Once a carbonated beverage is opened, it loses its fizz after a few days and a bit of its taste in the process. Unlike its billion-dollar Sierra Mist and Pepsi beverages, PepsiCo (PEP 1.02%) is showing no sign of losing its "fizz" or momentum as a company.

But does that make the stock a buy for dividend growth investors at this time? Let's dig into PepsiCo's operating results, balance sheet, and valuation to decide.

Three people toast with glasses filled with cola.

Image source: Getty Images.

Third-quarter results were far from flat

PepsiCo managed to beat analysts' expectations for both revenue and non-GAAP earnings per share (EPS) in the third quarter.

Starting with net revenue, PepsiCo grew 11.6% year over year to $20.2 billion in the third quarter. It's worth noting that PepsiCo's reported revenue exceeded analysts' third-quarter estimates of $19.4 billion by 4%.

PepsiCo's robust top-line growth was driven by increased volumes in both its food/snack and beverage businesses. To this point, PepsiCo's food/snack volumes rose 4% in the third quarter while its beverage volumes advanced 8%.

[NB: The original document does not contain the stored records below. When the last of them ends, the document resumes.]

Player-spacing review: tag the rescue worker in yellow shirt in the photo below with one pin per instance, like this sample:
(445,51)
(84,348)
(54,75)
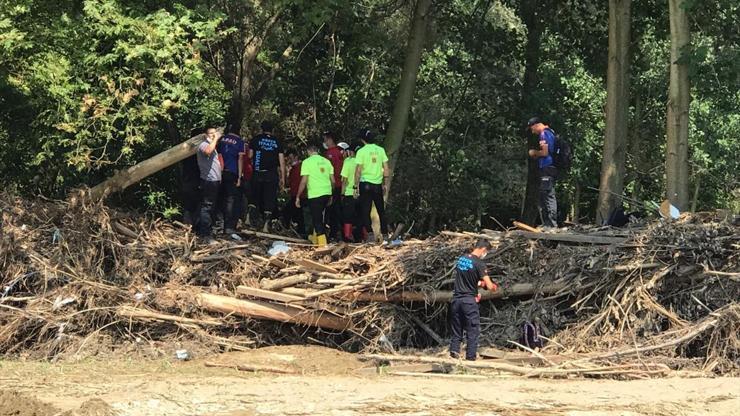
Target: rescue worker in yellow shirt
(349,202)
(317,175)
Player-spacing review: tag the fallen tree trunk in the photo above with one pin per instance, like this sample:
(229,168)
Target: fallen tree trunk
(277,284)
(516,290)
(255,368)
(143,314)
(570,238)
(263,310)
(139,171)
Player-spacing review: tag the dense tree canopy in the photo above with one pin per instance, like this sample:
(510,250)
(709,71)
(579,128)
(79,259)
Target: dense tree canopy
(88,87)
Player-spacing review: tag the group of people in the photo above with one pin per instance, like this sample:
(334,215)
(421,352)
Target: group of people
(338,187)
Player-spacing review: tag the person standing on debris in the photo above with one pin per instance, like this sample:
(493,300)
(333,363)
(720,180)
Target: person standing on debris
(333,152)
(293,216)
(210,165)
(371,181)
(232,149)
(470,273)
(317,175)
(547,170)
(349,202)
(268,160)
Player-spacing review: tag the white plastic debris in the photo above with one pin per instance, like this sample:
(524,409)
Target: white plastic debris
(59,302)
(56,237)
(183,355)
(278,247)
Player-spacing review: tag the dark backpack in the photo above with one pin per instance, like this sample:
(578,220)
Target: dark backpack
(562,158)
(531,336)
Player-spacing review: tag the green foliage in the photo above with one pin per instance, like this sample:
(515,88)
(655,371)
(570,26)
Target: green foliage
(88,87)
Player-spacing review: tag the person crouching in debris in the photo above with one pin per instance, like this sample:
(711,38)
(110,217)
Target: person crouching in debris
(470,273)
(317,174)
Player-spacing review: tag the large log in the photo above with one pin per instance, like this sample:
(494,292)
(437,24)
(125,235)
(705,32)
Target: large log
(570,238)
(515,290)
(134,174)
(276,284)
(263,310)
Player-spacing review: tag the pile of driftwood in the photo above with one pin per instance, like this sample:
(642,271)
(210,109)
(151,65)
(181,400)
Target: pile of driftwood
(76,273)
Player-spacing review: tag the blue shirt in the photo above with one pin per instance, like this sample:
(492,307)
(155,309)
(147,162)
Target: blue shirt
(229,147)
(548,137)
(267,149)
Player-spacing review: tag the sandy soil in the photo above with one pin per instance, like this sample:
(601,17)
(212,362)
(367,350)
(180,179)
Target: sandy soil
(331,385)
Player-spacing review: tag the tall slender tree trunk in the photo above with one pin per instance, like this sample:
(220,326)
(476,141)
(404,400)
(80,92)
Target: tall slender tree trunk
(533,21)
(617,106)
(677,128)
(404,98)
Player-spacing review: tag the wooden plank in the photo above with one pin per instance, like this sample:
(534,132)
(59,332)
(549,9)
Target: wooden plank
(289,298)
(311,265)
(570,238)
(275,284)
(127,177)
(263,310)
(525,227)
(439,375)
(255,368)
(131,312)
(515,290)
(267,294)
(274,237)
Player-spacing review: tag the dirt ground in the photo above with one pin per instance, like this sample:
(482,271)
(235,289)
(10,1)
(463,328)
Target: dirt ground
(331,383)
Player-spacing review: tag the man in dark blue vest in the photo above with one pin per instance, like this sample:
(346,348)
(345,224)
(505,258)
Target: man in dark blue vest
(547,170)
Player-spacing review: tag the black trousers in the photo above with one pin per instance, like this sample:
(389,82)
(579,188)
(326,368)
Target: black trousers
(548,203)
(293,214)
(334,212)
(208,198)
(370,194)
(465,316)
(265,186)
(349,210)
(318,208)
(231,197)
(190,195)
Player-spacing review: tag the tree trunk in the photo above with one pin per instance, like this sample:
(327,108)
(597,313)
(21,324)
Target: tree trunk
(270,311)
(134,174)
(402,106)
(445,296)
(677,128)
(617,106)
(534,22)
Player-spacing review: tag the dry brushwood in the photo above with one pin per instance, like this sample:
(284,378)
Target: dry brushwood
(75,271)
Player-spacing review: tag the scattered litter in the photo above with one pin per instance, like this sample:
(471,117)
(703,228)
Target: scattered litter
(278,247)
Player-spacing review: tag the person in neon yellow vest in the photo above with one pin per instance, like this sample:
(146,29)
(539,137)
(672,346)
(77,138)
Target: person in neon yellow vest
(317,175)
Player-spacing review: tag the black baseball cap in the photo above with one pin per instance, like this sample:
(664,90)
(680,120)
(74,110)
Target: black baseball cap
(532,121)
(365,134)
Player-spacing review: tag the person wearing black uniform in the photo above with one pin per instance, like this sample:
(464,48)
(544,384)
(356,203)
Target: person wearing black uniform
(470,273)
(268,161)
(189,190)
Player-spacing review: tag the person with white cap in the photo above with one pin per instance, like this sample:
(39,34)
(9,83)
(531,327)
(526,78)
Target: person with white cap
(349,202)
(334,153)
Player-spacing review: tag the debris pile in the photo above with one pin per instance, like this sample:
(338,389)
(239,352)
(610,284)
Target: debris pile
(78,276)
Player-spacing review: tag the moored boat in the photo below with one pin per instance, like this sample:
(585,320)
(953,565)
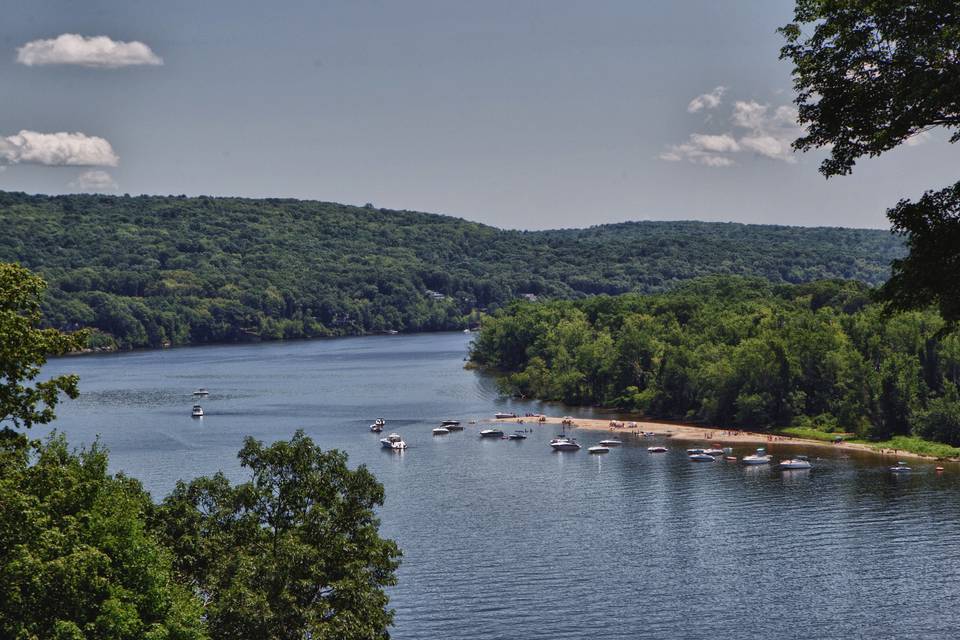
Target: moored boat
(797,462)
(760,457)
(563,443)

The other component that propelled PepsiCo's net revenue upward was the price increases that CFO Hugh Johnston said partially occurred in the summer during PepsiCo's Q3 2021 earnings call. And with the company expecting to pass on more commodities inflation to consumers later this year in the beverage and snack-food businesses, it has the pricing power to keep revenue moving higher.

Moving to the bottom line, PepsiCo's non-GAAP EPS climbed 7.8% year over year to $1.79 in the third quarter. This topped analysts' predictions of $1.73 in non-GAAP EPS for the third quarter by 3.5%. 

Due to its better than expected third quarter, PepsiCo raised its full-year organic revenue outlook from the previous forecast of 6% growth to 8% for this year. Unlike net revenue, organic revenue accounts for the effect of foreign currency translation, as well as acquisitions and divestitures. Given that PepsiCo has delivered 8% organic revenue growth in the first three quarters of this year, this seems like a forecast based in reality. 

PepsiCo also raised its full-year non-GAAP EPS growth outlook from the previous forecast of 11% to at least 11% for this year. This would represent an advance from $5.52 in non-GAAP EPS last year to at least $6.20 in non-GAAP EPS this year. 

A solid balance sheet

PepsiCo's growth forecast for this year looks healthy. But can the same thing be said about its balance sheet? Let's take a look at PepsiCo's net debt to earnings before interest, taxes, depreciation, and amortization (EBITDA) and interest coverage ratio to find out.

PepsiCo's net debt as of the end of the third quarter was $30.5 billion, which is calculated as $37 billion in long-term debt less $6.5 billion in cash. When annualizing the $10.8 billion in EBITDA that PepsiCo generated in the first nine months of this year, this works out to $14.4 billion in EBITDA. Thus, PepsiCo's net debt to EBITDA ratio is 2.1, which means that it could cover all of its net debt with EBITDA in just over two years.

The interest coverage ratio is a useful measure to gauge a stock's solvency. The interest coverage ratio is calculated as EBIT divided by interest expenses.

PepsiCo's interest coverage ratio improved from 9.5 in the first nine months of last year ($7.50 billion in EBIT/$789 million in interest costs) to 12.3 in the first nine months of this year ($8.96 billion in EBIT/$731 million in interest expenses). PepsiCo can easily cover its interest expenses with EBIT, which means it should remain in business for the foreseeable future.

A fairly valued blue-chip stock

PepsiCo is the very definition of a blue-chip stock, which is evidenced by the fact that it has raised its dividend for 49 consecutive years. This comfortably places it among five dozen other S&P 500 stocks that have raised their dividends for at least 25 years, which makes PepsiCo a Dividend Aristocrat. With a dividend increase likely set for next year, PepsiCo is also on the verge of becoming a Dividend King.

Since analysts expect PepsiCo will generate $6.34 in non-GAAP EPS over the next four quarters and the current share price is $160, PepsiCo's forward price-to-earnings (P/E) ratio is 25.3. This is somewhat higher than the S&P 500's forward P/E ratio of 21.3, but I believe this premium is deserved given PepsiCo's quality.

PepsiCo offers investors a market-beating 2.7% yield, which is positioned to grow in line with the high-single-digit annual earnings growth that analysts are forecasting over the next five years.